I'm using raspbian, but the problem is that the client isn't compiled for ARM prozessors.
Sorunome wrote:
I'm using raspbian, but the problem is that the client isn't compiled for ARM prozessors.
Yes, but the question that Lionel asked is relevant to me deciding which architecture to compile for. Smile If I can get you to agree not to redistribute or reuse the source without permission, I'd be happy to send along the gCnClient source so you can build it yourself, thus saving us figuring out what exact architecture you have and saving me compiling a cross-compiler.
KermMartian wrote:
Sorunome wrote:
I'm using raspbian, but the problem is that the client isn't compiled for ARM prozessors.
Yes, but the question that Lionel asked is relevant to me deciding which architecture to compile for.

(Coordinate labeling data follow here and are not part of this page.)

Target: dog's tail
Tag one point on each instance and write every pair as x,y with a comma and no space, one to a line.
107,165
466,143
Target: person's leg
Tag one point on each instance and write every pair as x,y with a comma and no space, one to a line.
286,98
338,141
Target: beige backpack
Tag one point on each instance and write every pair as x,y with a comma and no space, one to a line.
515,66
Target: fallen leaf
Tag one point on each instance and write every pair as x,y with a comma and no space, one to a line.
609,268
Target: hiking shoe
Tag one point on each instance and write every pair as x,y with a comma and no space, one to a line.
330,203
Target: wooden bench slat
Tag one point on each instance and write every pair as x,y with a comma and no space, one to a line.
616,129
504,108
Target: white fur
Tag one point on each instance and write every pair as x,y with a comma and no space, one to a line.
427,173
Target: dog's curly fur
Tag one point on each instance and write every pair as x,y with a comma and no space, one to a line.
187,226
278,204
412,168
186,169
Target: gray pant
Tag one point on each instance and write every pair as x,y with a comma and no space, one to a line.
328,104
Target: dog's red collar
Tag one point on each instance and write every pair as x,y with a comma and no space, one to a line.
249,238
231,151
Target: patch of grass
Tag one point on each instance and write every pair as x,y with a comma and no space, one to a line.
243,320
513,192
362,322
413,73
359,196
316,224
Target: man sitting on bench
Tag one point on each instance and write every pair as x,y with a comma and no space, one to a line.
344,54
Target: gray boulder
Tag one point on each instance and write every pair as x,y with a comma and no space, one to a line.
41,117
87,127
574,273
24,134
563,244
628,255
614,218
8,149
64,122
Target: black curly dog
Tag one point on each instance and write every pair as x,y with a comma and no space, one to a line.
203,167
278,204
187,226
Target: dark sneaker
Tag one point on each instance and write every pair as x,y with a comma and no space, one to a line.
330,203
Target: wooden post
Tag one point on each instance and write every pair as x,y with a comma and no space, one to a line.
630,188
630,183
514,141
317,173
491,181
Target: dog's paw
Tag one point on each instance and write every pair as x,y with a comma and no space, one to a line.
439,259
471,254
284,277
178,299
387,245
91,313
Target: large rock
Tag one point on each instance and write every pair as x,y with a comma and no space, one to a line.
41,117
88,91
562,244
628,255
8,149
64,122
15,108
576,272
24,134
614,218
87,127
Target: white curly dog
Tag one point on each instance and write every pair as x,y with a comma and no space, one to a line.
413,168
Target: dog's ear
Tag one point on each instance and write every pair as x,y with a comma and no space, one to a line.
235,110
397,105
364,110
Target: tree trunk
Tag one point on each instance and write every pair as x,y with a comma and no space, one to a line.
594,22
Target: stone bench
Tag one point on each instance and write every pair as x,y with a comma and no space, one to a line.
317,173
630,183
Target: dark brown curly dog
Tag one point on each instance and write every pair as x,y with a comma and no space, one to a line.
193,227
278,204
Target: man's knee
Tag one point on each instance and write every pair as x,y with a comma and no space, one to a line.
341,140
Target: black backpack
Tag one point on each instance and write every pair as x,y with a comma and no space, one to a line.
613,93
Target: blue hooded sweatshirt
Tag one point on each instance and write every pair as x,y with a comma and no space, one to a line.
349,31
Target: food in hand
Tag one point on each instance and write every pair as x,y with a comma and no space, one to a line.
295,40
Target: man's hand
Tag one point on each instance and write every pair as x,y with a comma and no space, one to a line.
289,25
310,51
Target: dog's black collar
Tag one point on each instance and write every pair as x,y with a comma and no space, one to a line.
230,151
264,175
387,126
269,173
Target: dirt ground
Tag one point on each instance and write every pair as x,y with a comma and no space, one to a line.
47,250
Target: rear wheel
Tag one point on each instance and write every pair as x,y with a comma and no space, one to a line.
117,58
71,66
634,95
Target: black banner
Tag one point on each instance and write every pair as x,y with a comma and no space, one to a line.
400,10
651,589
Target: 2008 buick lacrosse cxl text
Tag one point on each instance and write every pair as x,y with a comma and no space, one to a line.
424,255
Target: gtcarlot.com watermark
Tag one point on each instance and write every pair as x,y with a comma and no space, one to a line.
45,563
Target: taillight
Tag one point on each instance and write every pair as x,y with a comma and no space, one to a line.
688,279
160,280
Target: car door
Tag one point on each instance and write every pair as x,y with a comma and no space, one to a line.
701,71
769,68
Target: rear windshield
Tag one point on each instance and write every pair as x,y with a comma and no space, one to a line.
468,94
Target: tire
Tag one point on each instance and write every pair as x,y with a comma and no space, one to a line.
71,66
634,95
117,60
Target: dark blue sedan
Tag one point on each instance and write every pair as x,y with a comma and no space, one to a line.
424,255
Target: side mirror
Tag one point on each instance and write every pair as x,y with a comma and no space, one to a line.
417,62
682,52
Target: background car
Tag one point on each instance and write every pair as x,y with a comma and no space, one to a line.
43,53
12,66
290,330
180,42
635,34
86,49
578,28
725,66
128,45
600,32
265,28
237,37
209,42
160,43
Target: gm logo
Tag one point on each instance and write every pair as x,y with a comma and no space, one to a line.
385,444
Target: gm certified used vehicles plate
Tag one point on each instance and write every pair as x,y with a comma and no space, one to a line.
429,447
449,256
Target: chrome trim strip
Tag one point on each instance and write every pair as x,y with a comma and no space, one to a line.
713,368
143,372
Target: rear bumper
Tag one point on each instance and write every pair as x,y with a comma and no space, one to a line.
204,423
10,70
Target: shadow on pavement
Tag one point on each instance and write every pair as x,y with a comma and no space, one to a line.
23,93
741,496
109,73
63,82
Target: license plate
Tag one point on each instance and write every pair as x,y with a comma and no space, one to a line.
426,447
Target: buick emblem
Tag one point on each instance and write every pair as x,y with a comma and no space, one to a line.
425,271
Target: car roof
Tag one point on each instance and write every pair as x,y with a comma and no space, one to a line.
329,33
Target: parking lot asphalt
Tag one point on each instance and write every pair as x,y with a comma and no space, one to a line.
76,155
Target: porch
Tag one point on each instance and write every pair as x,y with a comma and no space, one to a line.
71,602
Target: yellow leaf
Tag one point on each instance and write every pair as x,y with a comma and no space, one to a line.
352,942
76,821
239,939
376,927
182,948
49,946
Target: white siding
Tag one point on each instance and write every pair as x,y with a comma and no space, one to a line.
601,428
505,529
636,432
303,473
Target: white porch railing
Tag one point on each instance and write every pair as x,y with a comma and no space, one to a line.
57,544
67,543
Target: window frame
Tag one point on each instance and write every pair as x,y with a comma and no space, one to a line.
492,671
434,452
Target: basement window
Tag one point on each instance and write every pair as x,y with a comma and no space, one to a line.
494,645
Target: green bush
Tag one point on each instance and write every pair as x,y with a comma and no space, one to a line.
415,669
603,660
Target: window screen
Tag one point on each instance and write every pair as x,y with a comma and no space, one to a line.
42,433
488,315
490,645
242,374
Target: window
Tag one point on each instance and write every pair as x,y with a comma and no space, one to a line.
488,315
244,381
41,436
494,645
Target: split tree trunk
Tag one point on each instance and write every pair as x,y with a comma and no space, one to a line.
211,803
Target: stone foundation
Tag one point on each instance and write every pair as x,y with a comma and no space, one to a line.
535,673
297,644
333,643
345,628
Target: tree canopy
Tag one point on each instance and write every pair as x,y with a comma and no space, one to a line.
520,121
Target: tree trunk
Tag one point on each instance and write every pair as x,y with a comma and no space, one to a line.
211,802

Smile If I can get you to agree not to redistribute or reuse the source without permission, I'd be happy to send along the gCnClient source so you can build it yourself, thus saving us figuring out what exact architecture you have and saving me compiling a cross-compiler.
Oh, ok. I defenetley agree on not distributing or re-using the source in any way. All I would distribute is the compiled executable. And i'm always glad to help out Smile
Also, my email is mail [at] sorunome [dot] de
FWIW, there are at least two usable ways to avoid building a cross-compiler yourself, Kerm Smile

Both rely on setting up a small chroot of the target architecture, installing additional packages there through the distro's packaging system, whether when creating the chroot or later through entering the chroot and installing there.
Under Debian, that amounts to a small shell script, which contains mainly an invocation of debootstrap (you can add extra packages directly if you wish), `ln /usr/bin/qemu-arm-static /target_of_chroot/usr/bin` (or cp if you're on a different partition), and the same invocation of debootstrap a second time, so that the job which failed due to the lack of qemu-arm-static in the target system completes.

From that base, you can:
* point an existing, pre-built cross-compiler (from Linaro, CodeSourcery, etc.) to the chroot, through -I, -L, etc. options;
* chroot into the target environment and compile directly from there, relying on QEMU doing the emulation. That's slow (but your program is not huge), and for many programs, it works pretty well Smile

Besides ARM, several other architectures, such as Sparc, Power and MIPS, lend themselves to the latter solution. QEMU is complete and stable enough for those architectures.
That's quite clever, Lionel; thanks for sharing. I'll definitely have to remember that the next time I want to cross-compile something for an architecture like ARM. At any rate, Sorunome agreed to my terms, so I'll send along the code and see how his recompiled version works. Sorunome, you need to make sure you have libusb 0.1 available.
chroot's for cross-compilation are the bomb. They're also great for testing 32-bit compiles on a 64-bit Linux (and making sure you can link against the correct 32-bit libraries).